La cause immédiate du déraillement du TGV est le heurt du dépôt de matériau sur la voie provenant du glissement du talus adjacent.
La cause du glissement du talus est l’instabilité de celui-ci en raison de la faible résistance d’une formation géologique particulière le constituant : des argiles du Domérien. La résistance de cette formation avait été surestimée lors de la justification de la stabilité à l’époque de la conception.
Un comportement évolutif dans le temps des argiles, qui est caractéristique de ce matériau, ou des apports d’eau potentiellement élevés peuvent expliquer que l’instabilité ne se soit révélée qu’après quatre années d’exploitation de la ligne.

Plusieurs facteurs ont été identifiés comme ayant pu concourir à cette situation :
- la faiblesse des reconnaissances des sols en ce qui concerne la détermination des paramètres géomécaniques utilisés pour la justification de la stabilité en conception ;
- la non-vérification du choix de ces paramètres malgré plusieurs effondrements survenus en cours du chantier de terrassement ;
- la non-détection de ces deux insuffisances par les acteurs impliqués dans le projet, aucun n’ayant joué, au niveau de contrôle le concernant, le rôle de boucle de rattrapage pourtant permise par son intervention.

Le bilan humain atténué de l’accident, malgré l’ampleur des dommages, s’explique par l’excellent comportement de la rame dans son interaction avec la voie après le déraillement. Des chocs sur le matériel roulant ont pour autant provoqué un endommagement de circuits électriques de la motrice de tête et la perte d’une fonction importante de sécurité, celle de l’alerte radio, sans toutefois prêter à conséquence.

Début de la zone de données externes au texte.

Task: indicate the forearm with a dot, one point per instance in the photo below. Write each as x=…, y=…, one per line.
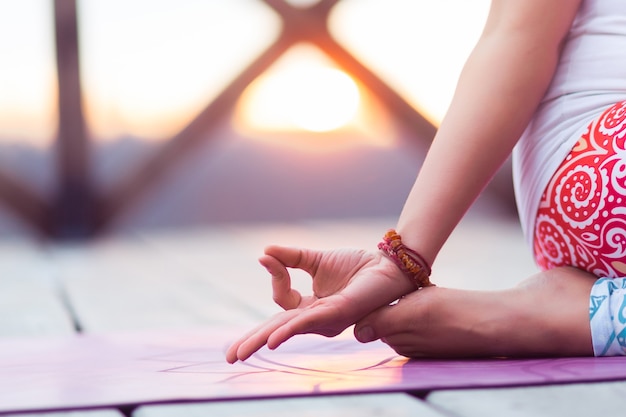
x=499, y=89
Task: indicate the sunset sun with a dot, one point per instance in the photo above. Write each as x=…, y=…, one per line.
x=301, y=94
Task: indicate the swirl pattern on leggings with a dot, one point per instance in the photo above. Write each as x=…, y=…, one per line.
x=581, y=220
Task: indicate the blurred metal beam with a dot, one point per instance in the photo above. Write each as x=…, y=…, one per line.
x=73, y=205
x=26, y=204
x=125, y=193
x=311, y=25
x=299, y=25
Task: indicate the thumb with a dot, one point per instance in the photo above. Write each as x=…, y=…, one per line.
x=376, y=325
x=305, y=259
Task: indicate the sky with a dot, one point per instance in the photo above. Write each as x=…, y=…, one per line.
x=148, y=66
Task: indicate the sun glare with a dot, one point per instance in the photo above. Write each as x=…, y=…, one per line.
x=301, y=93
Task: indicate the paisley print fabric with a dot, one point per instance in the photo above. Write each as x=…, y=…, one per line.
x=581, y=220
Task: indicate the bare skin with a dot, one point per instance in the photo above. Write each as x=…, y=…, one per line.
x=502, y=83
x=546, y=315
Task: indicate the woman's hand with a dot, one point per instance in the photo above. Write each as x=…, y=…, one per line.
x=547, y=315
x=347, y=285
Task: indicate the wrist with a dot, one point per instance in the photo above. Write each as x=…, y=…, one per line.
x=411, y=263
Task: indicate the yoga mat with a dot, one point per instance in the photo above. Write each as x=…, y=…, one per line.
x=127, y=369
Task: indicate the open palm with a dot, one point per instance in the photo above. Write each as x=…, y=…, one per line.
x=347, y=284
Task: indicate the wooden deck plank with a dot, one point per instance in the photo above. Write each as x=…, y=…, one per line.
x=31, y=302
x=573, y=400
x=396, y=405
x=78, y=413
x=124, y=285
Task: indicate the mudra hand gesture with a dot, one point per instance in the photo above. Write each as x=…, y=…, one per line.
x=347, y=284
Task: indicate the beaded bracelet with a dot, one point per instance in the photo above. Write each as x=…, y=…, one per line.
x=409, y=261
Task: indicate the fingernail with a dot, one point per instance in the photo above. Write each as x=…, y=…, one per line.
x=365, y=334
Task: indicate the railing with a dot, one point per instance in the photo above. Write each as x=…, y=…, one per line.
x=77, y=211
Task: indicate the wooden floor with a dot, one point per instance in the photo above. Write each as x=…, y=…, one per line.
x=209, y=276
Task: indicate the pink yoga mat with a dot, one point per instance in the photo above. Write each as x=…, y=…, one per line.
x=141, y=368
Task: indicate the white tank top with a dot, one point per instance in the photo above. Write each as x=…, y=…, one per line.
x=590, y=77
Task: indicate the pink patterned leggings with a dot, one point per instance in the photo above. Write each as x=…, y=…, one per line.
x=581, y=220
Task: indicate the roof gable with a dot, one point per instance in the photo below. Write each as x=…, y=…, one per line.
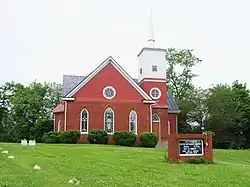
x=85, y=80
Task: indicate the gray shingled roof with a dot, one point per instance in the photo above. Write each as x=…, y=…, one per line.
x=71, y=81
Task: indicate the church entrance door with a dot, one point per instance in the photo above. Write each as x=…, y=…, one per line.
x=156, y=128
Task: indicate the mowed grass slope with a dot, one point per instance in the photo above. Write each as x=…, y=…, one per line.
x=100, y=165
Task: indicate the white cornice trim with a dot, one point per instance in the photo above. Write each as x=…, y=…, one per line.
x=174, y=111
x=119, y=69
x=147, y=101
x=152, y=80
x=68, y=99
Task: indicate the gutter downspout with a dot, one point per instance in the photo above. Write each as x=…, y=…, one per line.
x=151, y=119
x=54, y=116
x=65, y=115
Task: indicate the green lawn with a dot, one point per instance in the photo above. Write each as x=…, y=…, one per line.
x=97, y=165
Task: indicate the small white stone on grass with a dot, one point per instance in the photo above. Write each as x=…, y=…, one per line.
x=77, y=182
x=36, y=167
x=74, y=181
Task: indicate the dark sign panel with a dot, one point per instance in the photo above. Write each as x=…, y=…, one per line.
x=191, y=147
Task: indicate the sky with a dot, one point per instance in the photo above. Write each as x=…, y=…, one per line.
x=44, y=39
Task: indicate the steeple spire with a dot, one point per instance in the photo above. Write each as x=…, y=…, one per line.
x=151, y=39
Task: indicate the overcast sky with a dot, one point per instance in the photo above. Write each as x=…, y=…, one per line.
x=44, y=39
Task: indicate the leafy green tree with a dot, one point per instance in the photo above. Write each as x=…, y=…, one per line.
x=26, y=106
x=179, y=72
x=180, y=75
x=229, y=109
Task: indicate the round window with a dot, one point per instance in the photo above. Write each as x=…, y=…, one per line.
x=155, y=93
x=109, y=92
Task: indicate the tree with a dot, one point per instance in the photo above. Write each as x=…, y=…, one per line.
x=25, y=107
x=180, y=81
x=179, y=75
x=194, y=113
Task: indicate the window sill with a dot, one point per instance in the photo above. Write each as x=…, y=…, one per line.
x=84, y=132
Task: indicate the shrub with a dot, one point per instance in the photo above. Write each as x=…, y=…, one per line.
x=198, y=161
x=69, y=137
x=41, y=127
x=98, y=137
x=124, y=138
x=51, y=137
x=148, y=139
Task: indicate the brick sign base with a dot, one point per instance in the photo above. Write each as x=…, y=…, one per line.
x=186, y=146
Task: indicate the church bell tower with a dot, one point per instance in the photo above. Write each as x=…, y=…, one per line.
x=152, y=68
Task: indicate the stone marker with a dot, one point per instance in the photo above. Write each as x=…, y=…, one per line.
x=24, y=142
x=32, y=142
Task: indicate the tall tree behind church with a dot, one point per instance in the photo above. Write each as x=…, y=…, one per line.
x=180, y=75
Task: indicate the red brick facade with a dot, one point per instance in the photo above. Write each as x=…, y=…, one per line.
x=127, y=98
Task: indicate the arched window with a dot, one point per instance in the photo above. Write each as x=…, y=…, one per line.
x=109, y=121
x=155, y=118
x=133, y=122
x=84, y=121
x=169, y=127
x=59, y=125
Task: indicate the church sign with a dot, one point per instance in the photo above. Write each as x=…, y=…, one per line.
x=191, y=147
x=182, y=147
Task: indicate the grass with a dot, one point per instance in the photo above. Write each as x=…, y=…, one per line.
x=100, y=165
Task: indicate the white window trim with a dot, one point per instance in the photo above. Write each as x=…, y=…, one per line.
x=169, y=127
x=58, y=125
x=153, y=68
x=87, y=121
x=135, y=121
x=113, y=120
x=103, y=92
x=158, y=91
x=158, y=118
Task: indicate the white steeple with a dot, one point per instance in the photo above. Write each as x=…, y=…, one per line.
x=151, y=39
x=151, y=60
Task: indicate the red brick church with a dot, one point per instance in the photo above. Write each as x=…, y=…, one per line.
x=110, y=99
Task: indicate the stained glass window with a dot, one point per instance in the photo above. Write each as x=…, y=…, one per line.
x=133, y=122
x=109, y=120
x=84, y=121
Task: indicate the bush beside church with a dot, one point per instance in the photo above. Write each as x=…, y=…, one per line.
x=122, y=138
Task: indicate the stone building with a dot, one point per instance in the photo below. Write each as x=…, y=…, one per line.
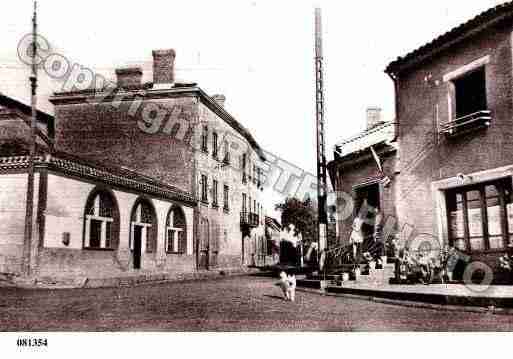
x=364, y=171
x=454, y=112
x=152, y=177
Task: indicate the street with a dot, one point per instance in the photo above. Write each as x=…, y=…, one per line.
x=229, y=304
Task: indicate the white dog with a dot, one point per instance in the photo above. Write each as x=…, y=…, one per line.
x=288, y=286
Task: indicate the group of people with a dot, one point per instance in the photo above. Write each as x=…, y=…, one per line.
x=421, y=267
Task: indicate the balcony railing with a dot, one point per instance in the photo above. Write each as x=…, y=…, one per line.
x=474, y=121
x=249, y=219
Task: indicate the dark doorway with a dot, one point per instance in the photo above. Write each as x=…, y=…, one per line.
x=367, y=201
x=288, y=253
x=471, y=93
x=137, y=246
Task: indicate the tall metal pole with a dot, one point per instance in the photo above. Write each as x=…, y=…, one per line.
x=32, y=151
x=321, y=154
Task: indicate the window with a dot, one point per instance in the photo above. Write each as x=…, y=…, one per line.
x=481, y=216
x=244, y=159
x=204, y=189
x=226, y=158
x=244, y=207
x=470, y=93
x=269, y=247
x=214, y=145
x=176, y=234
x=226, y=198
x=214, y=194
x=204, y=139
x=101, y=222
x=255, y=171
x=144, y=218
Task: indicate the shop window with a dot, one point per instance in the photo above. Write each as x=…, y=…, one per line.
x=145, y=220
x=481, y=216
x=176, y=233
x=101, y=222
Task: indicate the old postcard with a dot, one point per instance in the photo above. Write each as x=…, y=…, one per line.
x=254, y=166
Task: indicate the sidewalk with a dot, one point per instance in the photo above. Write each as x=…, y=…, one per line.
x=495, y=296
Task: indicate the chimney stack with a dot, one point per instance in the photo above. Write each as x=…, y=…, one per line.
x=220, y=99
x=163, y=68
x=129, y=77
x=373, y=117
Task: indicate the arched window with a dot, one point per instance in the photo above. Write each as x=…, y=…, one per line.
x=101, y=221
x=176, y=231
x=144, y=221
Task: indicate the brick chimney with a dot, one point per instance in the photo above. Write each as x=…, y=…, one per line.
x=129, y=77
x=163, y=68
x=220, y=99
x=373, y=117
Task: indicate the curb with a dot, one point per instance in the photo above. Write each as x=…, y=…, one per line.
x=412, y=304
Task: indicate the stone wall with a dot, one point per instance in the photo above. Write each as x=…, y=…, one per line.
x=425, y=101
x=225, y=228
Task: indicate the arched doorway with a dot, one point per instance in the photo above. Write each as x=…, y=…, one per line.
x=143, y=230
x=176, y=231
x=101, y=221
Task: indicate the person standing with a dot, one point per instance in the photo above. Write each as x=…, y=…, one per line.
x=356, y=238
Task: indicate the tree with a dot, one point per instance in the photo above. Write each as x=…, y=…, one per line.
x=302, y=214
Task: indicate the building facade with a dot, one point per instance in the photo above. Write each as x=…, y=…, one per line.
x=365, y=180
x=454, y=109
x=152, y=177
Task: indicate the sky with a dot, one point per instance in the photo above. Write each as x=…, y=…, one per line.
x=259, y=54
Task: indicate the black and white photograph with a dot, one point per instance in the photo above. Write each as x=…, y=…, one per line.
x=179, y=171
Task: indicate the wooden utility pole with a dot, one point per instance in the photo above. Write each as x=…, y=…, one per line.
x=321, y=152
x=29, y=215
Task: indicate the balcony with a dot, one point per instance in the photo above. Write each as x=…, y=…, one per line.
x=249, y=219
x=474, y=121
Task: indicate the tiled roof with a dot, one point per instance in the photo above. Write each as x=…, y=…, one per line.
x=485, y=19
x=272, y=222
x=111, y=175
x=381, y=133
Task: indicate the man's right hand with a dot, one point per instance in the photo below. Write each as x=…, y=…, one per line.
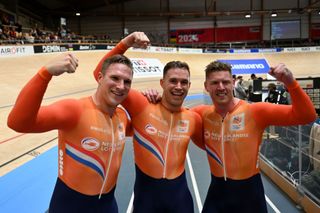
x=137, y=40
x=65, y=62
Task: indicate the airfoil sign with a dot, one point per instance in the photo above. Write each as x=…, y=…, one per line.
x=248, y=66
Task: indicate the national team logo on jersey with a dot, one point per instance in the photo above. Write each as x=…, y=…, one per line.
x=237, y=122
x=151, y=130
x=183, y=126
x=121, y=130
x=90, y=144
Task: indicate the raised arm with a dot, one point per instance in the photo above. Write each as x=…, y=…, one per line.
x=28, y=116
x=301, y=111
x=197, y=136
x=135, y=39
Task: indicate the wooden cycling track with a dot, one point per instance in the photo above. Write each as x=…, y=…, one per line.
x=16, y=148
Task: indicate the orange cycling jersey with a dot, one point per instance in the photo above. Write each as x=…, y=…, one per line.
x=161, y=137
x=232, y=143
x=90, y=142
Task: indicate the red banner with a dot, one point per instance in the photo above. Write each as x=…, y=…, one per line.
x=216, y=35
x=194, y=36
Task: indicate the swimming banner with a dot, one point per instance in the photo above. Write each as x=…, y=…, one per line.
x=248, y=66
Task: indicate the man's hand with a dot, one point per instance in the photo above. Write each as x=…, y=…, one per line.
x=137, y=40
x=152, y=95
x=65, y=62
x=282, y=73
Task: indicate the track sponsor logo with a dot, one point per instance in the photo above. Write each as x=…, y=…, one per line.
x=90, y=144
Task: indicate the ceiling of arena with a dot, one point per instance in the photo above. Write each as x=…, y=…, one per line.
x=70, y=7
x=65, y=7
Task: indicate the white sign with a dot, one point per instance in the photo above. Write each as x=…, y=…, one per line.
x=147, y=67
x=9, y=51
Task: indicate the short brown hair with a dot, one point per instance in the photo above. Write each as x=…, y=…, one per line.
x=116, y=59
x=217, y=66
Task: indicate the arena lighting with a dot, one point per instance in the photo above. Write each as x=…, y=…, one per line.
x=247, y=15
x=274, y=14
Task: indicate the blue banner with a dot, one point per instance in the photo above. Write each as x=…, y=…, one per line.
x=248, y=66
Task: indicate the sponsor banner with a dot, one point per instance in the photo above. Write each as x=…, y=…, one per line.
x=9, y=51
x=147, y=67
x=189, y=50
x=154, y=49
x=248, y=66
x=87, y=47
x=187, y=36
x=239, y=50
x=301, y=49
x=269, y=50
x=213, y=51
x=52, y=48
x=163, y=49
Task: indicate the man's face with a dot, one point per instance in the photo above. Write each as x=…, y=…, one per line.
x=220, y=87
x=175, y=85
x=115, y=84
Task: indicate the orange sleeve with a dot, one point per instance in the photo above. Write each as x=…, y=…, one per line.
x=120, y=48
x=135, y=102
x=28, y=116
x=301, y=111
x=197, y=136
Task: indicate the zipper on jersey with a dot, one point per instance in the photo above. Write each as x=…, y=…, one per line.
x=222, y=149
x=110, y=158
x=167, y=146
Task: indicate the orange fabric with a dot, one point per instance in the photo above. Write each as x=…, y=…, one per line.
x=90, y=142
x=232, y=143
x=161, y=137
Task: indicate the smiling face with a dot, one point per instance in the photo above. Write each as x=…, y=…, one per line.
x=175, y=85
x=219, y=85
x=114, y=86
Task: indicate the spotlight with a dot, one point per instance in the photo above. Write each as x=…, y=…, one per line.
x=248, y=15
x=274, y=14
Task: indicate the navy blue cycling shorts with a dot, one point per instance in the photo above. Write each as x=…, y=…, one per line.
x=235, y=196
x=161, y=195
x=66, y=200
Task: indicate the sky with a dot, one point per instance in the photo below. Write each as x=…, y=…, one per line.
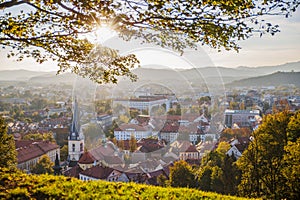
x=257, y=51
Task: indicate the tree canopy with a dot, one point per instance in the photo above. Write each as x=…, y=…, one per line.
x=270, y=163
x=56, y=29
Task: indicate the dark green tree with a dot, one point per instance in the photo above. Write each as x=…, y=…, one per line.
x=291, y=170
x=218, y=172
x=8, y=158
x=262, y=162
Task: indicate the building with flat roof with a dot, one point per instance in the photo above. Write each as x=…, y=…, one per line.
x=241, y=118
x=144, y=103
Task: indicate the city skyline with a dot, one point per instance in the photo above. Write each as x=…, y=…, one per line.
x=283, y=47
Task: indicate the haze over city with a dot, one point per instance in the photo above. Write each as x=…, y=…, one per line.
x=256, y=51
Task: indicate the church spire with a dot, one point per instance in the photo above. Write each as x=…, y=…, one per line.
x=57, y=167
x=75, y=127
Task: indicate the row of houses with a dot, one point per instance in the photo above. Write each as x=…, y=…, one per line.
x=167, y=128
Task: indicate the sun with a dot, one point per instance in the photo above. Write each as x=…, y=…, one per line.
x=104, y=33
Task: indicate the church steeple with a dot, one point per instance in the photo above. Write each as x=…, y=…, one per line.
x=57, y=167
x=76, y=137
x=75, y=126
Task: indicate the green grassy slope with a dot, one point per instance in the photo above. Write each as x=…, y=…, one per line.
x=22, y=186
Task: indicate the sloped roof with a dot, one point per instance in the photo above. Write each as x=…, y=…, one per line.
x=101, y=151
x=97, y=172
x=73, y=172
x=86, y=158
x=191, y=148
x=135, y=127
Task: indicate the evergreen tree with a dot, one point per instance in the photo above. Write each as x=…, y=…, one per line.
x=263, y=161
x=8, y=154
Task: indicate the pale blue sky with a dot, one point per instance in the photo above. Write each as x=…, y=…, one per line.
x=268, y=50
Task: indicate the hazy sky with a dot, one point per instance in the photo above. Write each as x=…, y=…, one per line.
x=268, y=50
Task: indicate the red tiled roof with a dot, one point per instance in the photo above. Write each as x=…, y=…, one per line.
x=86, y=158
x=27, y=150
x=73, y=172
x=136, y=127
x=97, y=172
x=191, y=148
x=170, y=128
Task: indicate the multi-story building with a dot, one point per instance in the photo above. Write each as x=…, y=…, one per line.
x=76, y=137
x=144, y=103
x=241, y=118
x=29, y=152
x=125, y=131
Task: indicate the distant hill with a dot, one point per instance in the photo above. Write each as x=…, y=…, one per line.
x=275, y=79
x=208, y=75
x=20, y=75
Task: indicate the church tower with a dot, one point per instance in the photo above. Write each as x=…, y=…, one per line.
x=76, y=137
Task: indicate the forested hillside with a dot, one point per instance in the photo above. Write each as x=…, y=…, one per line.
x=16, y=185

Le BEA-TT émet quatre recommandations et trois invitations pour prévenir ce type d’accident dans les domaines suivants :
- le parachèvement de la mise en sécurité du talus et des talus présentant le même risque sur la ligne à grande vitesse Est Européenne ;
- les prescriptions concernant les campagnes géotechniques de reconnaissance des ouvrages en terre des lignes nouvelles ;
- les pratiques de justification de la stabilité des ouvrages en terre par les concepteurs ;
- l’amélioration des méthodes de surveillance des déblais ;
- l’amélioration des règles de surveillance des ouvrages de drainage ;
- le renforcement de la robustesse de l’alerte radio.